GAK!!! Converting to ADO.NET and failing miserably

[ppetree]

After my last post here revealed and educated me about SQL Injection issues I have been trying to convert my old style code to ado.net and I can't seem to get this right! I'm sure there are tons of errors in this sample (SO NO LAUGHING! - LOL)

Please help...

----------- code sample ----------
<%@ Language=VBScript %>
<%

'here we are getting the info from the login form, scan off apostrophes to prevent sql injection
If InStr(Request.Form("uid"),"'") Then
uid = Replace(Request.Form("uid"),"'"," ")
Else
uid = Request.Form("uid")
End If
If InStr(Request.Form("pwd"),"'") Then
pwd = Replace(Request.Form("pwd"),"'"," ")
Else
pwd = Request.Form("pwd")
End If

' The Query string with replaceable parameters
string strSQL = "Select * From @table Where id = @userid AND pass = @pwd"

' Set the table name we'll work with
string dataTableName = "admins"

' Create a connect string - this one MAY work!
string connectionString = "DSN=ws-admin.data"

'I know I need these but not sure how to cast them
'objConn = Server.CreateObject("ADODB.Connection")
'objConn.Open(connectionString)

' Create a connection to the database
' Confuses me because of the above statements
SqlConnection mySqlConnection = new SqlConnection(connectString)
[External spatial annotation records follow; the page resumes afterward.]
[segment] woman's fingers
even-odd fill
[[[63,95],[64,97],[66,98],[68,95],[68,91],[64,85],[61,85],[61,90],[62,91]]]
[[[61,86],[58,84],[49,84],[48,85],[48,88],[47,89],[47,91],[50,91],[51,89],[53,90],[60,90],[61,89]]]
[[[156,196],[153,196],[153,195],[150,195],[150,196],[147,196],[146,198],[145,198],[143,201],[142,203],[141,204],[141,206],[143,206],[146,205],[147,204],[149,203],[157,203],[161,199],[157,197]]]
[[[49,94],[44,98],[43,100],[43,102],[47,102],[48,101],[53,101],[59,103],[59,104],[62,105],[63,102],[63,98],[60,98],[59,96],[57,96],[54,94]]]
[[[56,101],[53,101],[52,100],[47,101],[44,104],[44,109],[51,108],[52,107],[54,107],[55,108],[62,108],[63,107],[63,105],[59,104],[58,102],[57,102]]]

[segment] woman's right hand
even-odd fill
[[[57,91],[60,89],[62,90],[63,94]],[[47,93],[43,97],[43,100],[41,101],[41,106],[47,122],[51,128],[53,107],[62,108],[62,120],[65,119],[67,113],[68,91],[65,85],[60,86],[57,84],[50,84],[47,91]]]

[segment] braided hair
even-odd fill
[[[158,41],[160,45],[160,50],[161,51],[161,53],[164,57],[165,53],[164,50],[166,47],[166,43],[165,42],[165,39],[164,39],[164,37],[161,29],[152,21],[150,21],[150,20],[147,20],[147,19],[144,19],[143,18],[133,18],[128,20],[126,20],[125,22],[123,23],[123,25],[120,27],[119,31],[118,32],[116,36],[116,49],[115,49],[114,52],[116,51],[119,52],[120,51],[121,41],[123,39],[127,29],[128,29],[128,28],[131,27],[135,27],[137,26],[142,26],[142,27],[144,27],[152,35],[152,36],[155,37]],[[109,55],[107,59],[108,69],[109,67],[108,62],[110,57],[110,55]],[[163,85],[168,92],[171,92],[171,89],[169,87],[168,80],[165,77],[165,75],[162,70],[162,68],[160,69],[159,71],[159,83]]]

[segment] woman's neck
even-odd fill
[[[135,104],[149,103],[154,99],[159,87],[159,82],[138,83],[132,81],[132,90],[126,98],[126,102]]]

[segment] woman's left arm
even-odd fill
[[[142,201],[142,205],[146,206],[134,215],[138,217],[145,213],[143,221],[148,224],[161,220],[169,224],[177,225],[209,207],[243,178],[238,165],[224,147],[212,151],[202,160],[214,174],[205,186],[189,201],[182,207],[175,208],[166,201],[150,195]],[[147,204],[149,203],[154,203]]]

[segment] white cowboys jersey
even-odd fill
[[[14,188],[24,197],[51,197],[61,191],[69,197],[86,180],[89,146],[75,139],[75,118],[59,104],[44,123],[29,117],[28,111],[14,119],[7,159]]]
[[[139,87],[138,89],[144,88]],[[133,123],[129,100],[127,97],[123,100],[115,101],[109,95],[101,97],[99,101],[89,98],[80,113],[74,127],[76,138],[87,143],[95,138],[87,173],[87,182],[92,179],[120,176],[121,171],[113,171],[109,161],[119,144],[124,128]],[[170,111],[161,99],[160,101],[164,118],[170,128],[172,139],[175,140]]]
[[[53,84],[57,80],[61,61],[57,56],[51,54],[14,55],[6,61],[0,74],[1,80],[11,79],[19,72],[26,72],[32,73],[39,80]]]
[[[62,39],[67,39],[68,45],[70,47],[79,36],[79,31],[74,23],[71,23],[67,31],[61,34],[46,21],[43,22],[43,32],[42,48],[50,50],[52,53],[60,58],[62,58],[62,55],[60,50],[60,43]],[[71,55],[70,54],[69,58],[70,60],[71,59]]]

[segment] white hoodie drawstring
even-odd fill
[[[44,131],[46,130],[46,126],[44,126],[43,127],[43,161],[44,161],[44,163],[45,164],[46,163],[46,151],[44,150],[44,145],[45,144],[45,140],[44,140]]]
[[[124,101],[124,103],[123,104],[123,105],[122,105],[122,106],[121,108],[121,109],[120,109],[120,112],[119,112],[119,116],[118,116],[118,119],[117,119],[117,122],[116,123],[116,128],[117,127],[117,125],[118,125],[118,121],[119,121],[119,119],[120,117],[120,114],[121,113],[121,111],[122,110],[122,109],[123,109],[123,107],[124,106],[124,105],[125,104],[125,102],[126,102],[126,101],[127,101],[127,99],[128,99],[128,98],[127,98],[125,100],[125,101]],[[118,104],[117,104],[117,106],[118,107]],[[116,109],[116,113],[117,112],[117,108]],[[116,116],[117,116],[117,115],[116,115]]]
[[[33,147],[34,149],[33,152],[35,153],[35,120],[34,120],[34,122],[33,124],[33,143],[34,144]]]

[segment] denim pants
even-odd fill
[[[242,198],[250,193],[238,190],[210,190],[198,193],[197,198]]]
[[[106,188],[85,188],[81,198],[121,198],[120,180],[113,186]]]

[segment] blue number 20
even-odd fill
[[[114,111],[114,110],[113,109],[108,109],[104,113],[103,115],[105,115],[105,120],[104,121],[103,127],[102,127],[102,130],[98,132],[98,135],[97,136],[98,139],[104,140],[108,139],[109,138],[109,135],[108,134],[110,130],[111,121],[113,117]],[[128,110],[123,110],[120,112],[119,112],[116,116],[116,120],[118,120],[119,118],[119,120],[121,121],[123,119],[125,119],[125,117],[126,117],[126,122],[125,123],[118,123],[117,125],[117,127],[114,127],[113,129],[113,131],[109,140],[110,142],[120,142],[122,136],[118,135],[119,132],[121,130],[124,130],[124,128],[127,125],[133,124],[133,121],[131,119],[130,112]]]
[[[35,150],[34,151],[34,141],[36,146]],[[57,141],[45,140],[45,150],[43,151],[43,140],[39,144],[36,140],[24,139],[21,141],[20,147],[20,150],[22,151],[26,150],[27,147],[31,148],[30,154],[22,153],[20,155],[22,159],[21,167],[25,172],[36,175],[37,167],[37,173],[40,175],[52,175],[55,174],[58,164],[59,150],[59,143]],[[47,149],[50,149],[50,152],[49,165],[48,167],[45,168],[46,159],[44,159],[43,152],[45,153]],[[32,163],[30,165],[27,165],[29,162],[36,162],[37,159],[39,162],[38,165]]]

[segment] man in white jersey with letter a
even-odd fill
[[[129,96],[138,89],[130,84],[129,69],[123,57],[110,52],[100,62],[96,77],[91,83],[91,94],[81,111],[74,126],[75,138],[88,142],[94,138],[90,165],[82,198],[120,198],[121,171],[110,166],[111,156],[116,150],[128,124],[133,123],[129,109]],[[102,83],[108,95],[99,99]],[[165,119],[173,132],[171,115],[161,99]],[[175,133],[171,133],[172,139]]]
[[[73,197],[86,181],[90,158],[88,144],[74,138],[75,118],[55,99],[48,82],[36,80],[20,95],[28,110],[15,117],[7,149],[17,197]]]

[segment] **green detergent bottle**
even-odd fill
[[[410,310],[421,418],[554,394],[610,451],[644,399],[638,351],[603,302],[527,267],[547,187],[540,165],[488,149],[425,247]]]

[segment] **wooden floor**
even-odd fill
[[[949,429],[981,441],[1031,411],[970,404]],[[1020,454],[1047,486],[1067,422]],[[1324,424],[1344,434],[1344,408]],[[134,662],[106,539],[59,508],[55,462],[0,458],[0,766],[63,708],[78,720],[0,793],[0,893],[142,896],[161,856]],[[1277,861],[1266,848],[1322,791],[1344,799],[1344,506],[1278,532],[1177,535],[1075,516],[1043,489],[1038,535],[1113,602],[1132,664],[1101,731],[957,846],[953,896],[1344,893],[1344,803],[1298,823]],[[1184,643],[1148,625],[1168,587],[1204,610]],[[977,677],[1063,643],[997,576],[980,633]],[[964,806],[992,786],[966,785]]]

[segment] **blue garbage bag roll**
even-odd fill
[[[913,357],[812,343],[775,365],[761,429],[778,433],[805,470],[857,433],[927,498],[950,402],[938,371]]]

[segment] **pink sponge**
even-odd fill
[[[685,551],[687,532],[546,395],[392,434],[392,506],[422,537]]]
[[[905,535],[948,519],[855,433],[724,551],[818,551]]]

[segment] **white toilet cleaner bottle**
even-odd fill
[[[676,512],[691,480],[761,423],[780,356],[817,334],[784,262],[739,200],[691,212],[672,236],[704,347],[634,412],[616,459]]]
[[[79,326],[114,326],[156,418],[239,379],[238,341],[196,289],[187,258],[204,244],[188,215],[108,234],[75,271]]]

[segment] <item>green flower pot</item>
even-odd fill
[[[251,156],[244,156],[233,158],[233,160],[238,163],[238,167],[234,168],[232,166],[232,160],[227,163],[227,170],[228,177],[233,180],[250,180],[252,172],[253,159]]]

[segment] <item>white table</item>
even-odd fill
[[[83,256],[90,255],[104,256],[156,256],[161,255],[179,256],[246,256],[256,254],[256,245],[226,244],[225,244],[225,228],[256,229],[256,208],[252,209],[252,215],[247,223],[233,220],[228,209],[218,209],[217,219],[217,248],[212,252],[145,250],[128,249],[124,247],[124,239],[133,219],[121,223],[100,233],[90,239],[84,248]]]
' Create a command object, set the command string
SqlCommand mySqlCommand = mySqlConnection.CreateCommand()
mySqlCmd.CommandText = strSQL
mySqlCmd.CommandType = CommandType.Text;

' Set the parameter types
mySqlCmd.Parameters.Add("@table", SqlDbType.nChar, 20)
mySqlCmd.Parameters.Add("@userid", SqlDbType.nChar, 20)
mySqlCmd.Parameters.Add("@pwd", SqlDbType.Int)

' Replace the parameters with values
mySqlCmd.Parameters.Add("@table", "admin");
mySqlCmd.Parameters.Add("@userid", uid);
mySqlCmd.Parameters.Add("@pwd", pwd);

' Create the Data Adapter, set the command
SqlDataAdapter mySqlDataAdapter = new SqlDataAdapter()
mySqlDataAdapter.SelectCommand = mySqlCmd

' Create a dataset object to hold the results
DataSet myDataSet = new DataSet()

' Open the connection
mySqlConnection.Open()

' Get the query results into our local table
MySqlDataAdapter.Fill(myDataSet, dataTableName)

' See how many rows matched the admin_id and admin_pass
nFailed = myDataTable.Rows.Count

mySqlConnection.Close()

'if the user is found we will set the session okeydokey to TRUE allowing the user to gain entrance
If nFailed = 0 Then
'ooops if we got this far they dont know their login info or
'arent in the database so we send em back to try again
Response.Redirect "backtostart.asp"
Else
Session("admin") = True

'since the admin was found, we'll send them toodling on to the next page
Response.Redirect "whereadminsgo.asp"
End If

%>

--------- end code sample ---------

 

[jbenson001]

To avoid sql injection, create a stored procedure that uses parameters. I am not sure the way you are tying to do it will work.

 

[ppetree]

Can't do stored proceedures with access (access is all my isp supports) and this way will work I just haven't figured out how to make it work...

 

[jbenson001]

I'm sure you are right.. I've just never tried to do it this way since I use SQL Server .. I'll try and test and see if I can help at all

 

[ppetree]

There really aren't many differences between this way and a stored proceedure (atleast from what I could discern). Looks like all the connection stuff should be the same, building the string with the parameters is slightly different and not sure about getting the data back out.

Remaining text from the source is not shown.